Während die G8 und die Bretton-Woods-Schwestern IWF und Weltbank ihren
Einfluss schwinden sehen, gibt die Welthandelsorganisation der globalen
Ökonomie so tatsächlich einen Rahmen. Sogar einen, der Sanktionen
bereithält für Staaten, die gegen die Spielregeln verstoßen. Mehr noch:
Die Integration der Weltwirtschaft und ein stetig wachsender Welthandel
graben an den Fundamenten der G8. Sie engen den Gestaltungsspielraum der
Staats- und Regierungschefs ein, global wie national.

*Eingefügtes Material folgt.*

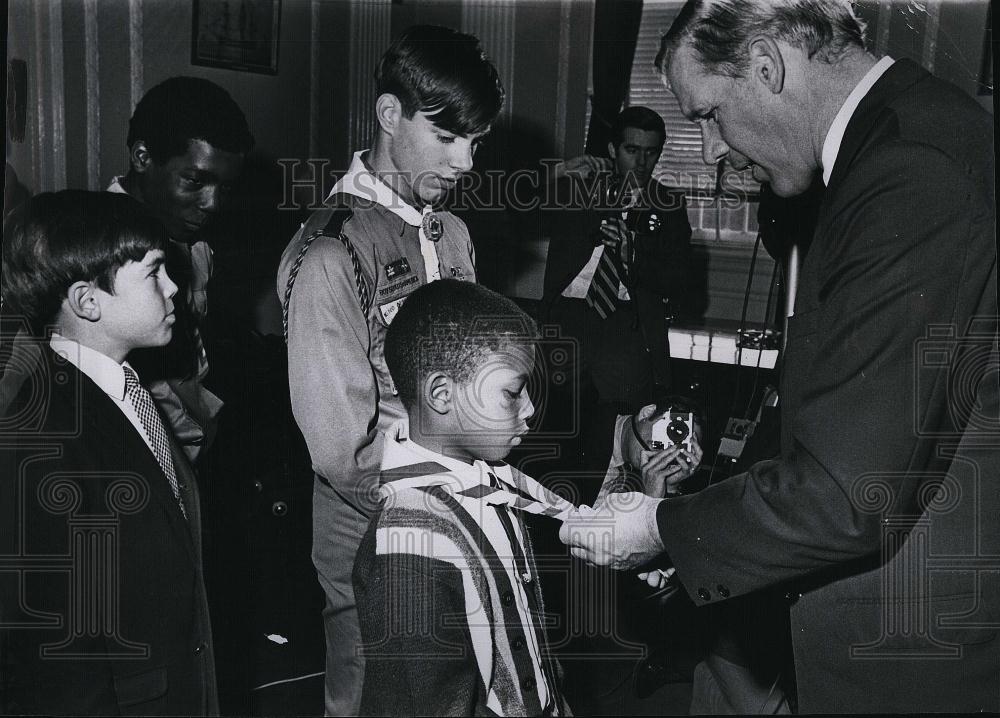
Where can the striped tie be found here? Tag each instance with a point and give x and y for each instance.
(142, 402)
(496, 496)
(602, 294)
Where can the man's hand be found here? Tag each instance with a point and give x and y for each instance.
(616, 238)
(620, 533)
(663, 470)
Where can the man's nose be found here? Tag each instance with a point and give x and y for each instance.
(527, 407)
(713, 147)
(461, 155)
(210, 199)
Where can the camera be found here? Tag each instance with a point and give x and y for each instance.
(673, 429)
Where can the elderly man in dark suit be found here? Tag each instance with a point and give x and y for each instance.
(620, 248)
(879, 516)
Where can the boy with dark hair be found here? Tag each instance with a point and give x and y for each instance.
(445, 578)
(187, 140)
(344, 276)
(105, 609)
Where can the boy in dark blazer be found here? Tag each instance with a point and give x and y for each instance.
(102, 596)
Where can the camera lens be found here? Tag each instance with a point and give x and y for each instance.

Ist es zu viel verlangt, sich mit der eigenen Schwäche zu befassen? Den
G-8-Staaten würde rasch klar werden, dass sie den Einfluss ihres
Gremiums nur retten werden, wenn sie Dissens zulassen statt zwanghaft
Formelkompromisse zu schmieden, wenn sie sich obendrein für weitere
Staaten öffnen. Und Weltbank und IWF werden nicht darum herumkommen,
sich zu demokratisieren, wollen sie ihren Einfluss behalten. Millionen
Arbeitnehmer haben in den vergangenen Jahren lernen müssen, dass
Globalisierung ihnen Flexibilität abverlangt. Die Institutionen der
globalen Wirtschaft haben diese Lektion noch vor sich.